Deutschland braucht Blogger. Ob sie privat ihre Blogs führen, ein eigenes Medium mit speziellen Themen und Fachwissen betreiben oder als Corporate Blogger ihr Geld verdienen – viele Wege führen nach Rom. Eine illustre Rundlese zum Thema Corporate Blogs findet sich einerseits in einem Gastbeitrag von Gründerszene sowie im IT-Business-Blog von ZdNet. Grundsätzlich sollte zu den Aussagen beider Artikel erwähnt werden, dass eines immer wieder zählt: Die Kommunikationsstrategie.

Ein Corporate Blog ist seitens der Technik und Funktionalität recht einfach zu bedienen. Es wird entweder von einem Mitarbeiter oder einer kleinen „Angestellten-Horde“ verfasst. Meist stammen diese aus dem Marketing Bereich oder aus der PR Abteilungen der Unternehmen, zumal das Ziel eines Blogs in der Regel die Kommunikation über das Unternehmen darstellt. Oder es sind wiederum die Unternehmer und führenden Manager, die sich persönlich im Corporate Blog (und nicht im CEO-Blog) zu Wort melden. Freigeister haben es in der Regel schwer im Corporate Blog auch Fuß zu fassen, sobald das Unternehmen bereits durch eine gewisse Kommunikationskultur geprägt ist. Die Kostenfrage kommt spätestens dann ins Spiel, wenn man sich nach Mitarbeitern umschaut, die das Corporate Blog betreuen. Es darf nicht übersehen werden, dass Blogs regelmäßiger Pflege bedürfen. Damit sind die entstehenden Personalkosten verhältnismäßig hoch zu der eigentlichen Bedeutung der erreichbaren Zielgruppen der Corporate Blogs. Wird extra jemand eingestellt oder betreut das Blog ein entsprechender Bereich des Unternehmens in Absprache oder Eigenregie?

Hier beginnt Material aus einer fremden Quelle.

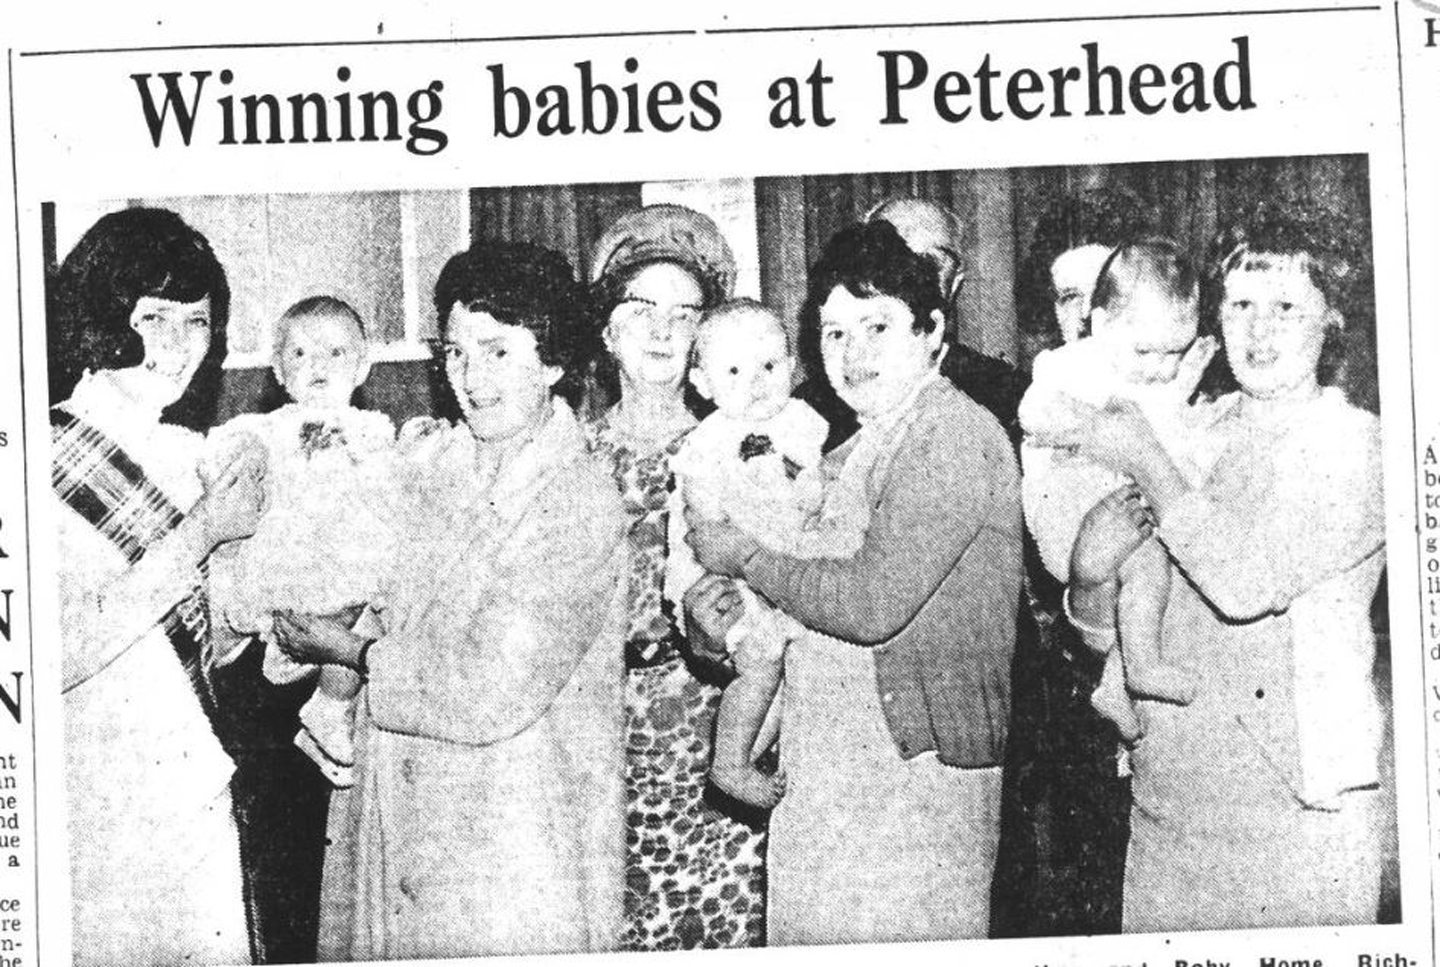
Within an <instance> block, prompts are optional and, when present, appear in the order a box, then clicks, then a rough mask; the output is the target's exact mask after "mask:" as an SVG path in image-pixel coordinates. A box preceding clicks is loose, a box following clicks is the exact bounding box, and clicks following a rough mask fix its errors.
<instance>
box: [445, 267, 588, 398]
mask: <svg viewBox="0 0 1440 967" xmlns="http://www.w3.org/2000/svg"><path fill="white" fill-rule="evenodd" d="M456 305H459V307H464V308H465V309H469V311H471V312H487V314H490V315H492V317H494V318H495V319H497V321H498V322H503V324H505V325H518V327H523V328H526V330H527V331H530V334H531V335H534V338H536V351H537V353H539V355H540V363H541V364H544V366H557V367H560V370H563V373H564V376H562V377H560V381H559V383H557V384H556V387H554V393H556V396H559V397H562V399H564V400H566V401H569V403H575V401H576V399H577V393H579V389H580V387H579V381H580V376H582V370H583V368H585V366H586V364H588V361H589V360H590V358H592V357H593V355H595V345H593V342H595V341H593V340H592V337H590V327H589V325H588V318H589V311H588V309H589V307H588V301H586V292H585V286H582V285H580V283H579V282H576V279H575V269H573V268H572V266H570V260H569V259H566V258H564V256H563V255H560V253H559V252H553V250H550V249H546V248H543V246H539V245H531V243H530V242H477V243H475V245H474V246H471V248H469V249H467V250H464V252H461V253H458V255H454V256H451V259H449V262H446V263H445V268H444V269H441V276H439V279H436V282H435V311H436V314H438V315H439V322H441V340H442V341H444V340H448V338H449V318H451V312H452V311H454V308H455V307H456Z"/></svg>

Insbesondere dann wird es meiner Meinung nach spannend, wenn mehrere Blogs aus einem Unternehmen betrieben werden. Ein offizielles Corporate Blog, dass sich in verschiedene Sprachen unterteilt, mit weiteren privat gehaltenen Einheiten wie das Gründer- bzw. Unternehmerblog, ein Technikblog, ein Medienblog (wie dieses hier) – und vielleicht noch kleinere Projekte wie Knowledge-Blogs, Service-Blogs, Kampagnen-Blogs, Themen-Blogs, Produkt-/Marken-Blogs, Projekt-Blogs, CRM-Blogs, Krisen-Blogs, die allesamt parallel im Off aufgesetzt und zu ihren jeweils spezifischen Funktionen betrieben werden. Spätestens dann stellt man sich Fragen wie: Wer blogt eigentlich? Was blogt man wo und in welcher Länge? Wer blogt ein Thema und besetzt es für sich? Wer liefert Anreize und wer schafft die Hintergründe? Wie leitet man die Kommunikation der User zurück zum eigentlichen Diskussionsbereich, wenn sie auf andere Blogs abdriftet?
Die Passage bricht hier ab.